Piątkowa "Rzeczpospolita" podała, że Węgrzyn, poseł PO, który pochodzi z Kędzierzyna-Koźla, w ostatnim roku dwukrotnie wyjeżdżał do Brukseli na koszt kędzierzyńskich Zakładów Azotowych. Według informacji "Rz", wyjazdy posła kosztowały w sumie kilka tysięcy złotych. Z faktury, do której dotarła gazeta, wynika, że przedsiębiorstwo opłaciło politykowi także udział w konferencji "Czyste technologie węglowe i nuklearne w walce ze zmianami klimatu", która w 2008 r. odbyła się w Będlewie. Koszt przekroczył 1,7 tys. zł.
"Będziemy chcieli wyjaśnień od Węgrzyna. Co prawda w zachowaniu posła nie ma żadnego złamania prawa, ale ociera się ono o kwestie etyczne.

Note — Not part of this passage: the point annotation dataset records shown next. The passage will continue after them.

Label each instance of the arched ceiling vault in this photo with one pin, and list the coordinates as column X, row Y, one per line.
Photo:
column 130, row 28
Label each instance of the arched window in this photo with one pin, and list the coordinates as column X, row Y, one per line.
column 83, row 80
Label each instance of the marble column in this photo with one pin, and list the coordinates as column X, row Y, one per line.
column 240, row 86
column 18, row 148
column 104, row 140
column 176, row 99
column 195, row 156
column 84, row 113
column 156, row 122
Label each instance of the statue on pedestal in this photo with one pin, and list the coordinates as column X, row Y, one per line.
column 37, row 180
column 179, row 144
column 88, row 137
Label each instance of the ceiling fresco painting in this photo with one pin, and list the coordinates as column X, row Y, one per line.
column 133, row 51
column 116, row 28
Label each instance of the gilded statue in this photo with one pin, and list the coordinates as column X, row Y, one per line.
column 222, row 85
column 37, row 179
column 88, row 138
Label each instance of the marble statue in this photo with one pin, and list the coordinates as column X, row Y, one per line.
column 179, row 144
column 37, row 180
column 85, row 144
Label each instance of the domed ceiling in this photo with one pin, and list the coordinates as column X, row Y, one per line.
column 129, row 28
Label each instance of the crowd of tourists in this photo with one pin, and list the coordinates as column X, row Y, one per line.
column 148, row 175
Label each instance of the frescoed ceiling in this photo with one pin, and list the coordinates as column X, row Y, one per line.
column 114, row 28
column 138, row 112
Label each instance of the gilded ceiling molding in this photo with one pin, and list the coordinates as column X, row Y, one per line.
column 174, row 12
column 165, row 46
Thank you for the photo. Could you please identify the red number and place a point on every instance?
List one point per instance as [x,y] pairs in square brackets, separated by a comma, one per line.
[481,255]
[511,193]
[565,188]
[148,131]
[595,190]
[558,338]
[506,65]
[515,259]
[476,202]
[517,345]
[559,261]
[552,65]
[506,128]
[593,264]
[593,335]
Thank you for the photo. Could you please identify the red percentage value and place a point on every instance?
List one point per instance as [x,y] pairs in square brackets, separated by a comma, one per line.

Zwrócimy uwagę posłowi, aby samodzielnie uprawiał politykę, jeśli chodzi o kwestie finansowe" - powiedział Dzikowski.
Jak zaznaczył, on sam - w sytuacji posła Węgrzyna - poniósłby koszty takich działań z własnej kieszeni. "Korzystanie z pieniędzy sponsora zawsze budzi pełne wątpliwości. Nie warto się narażać na kolizje interesów i zarzuty medialne" - podkreślił Dzikowski.
Węgrzyn powiedział, że nie widział w swoim działaniu nic niestosownego. Dodał, że jest posłem dopiero pierwszą kadencję i nie wiedział, że jego postępowanie wywoła tak szerokie reperkusje. Zapewnił jednocześnie, że następnym razem sam pokryje koszty takiej działalności.
Jak ocenił, rozmowa - zapowiadana przez Dzikowskiego - może być bardzo przydatna dla jego dalszej działalności poselskiej.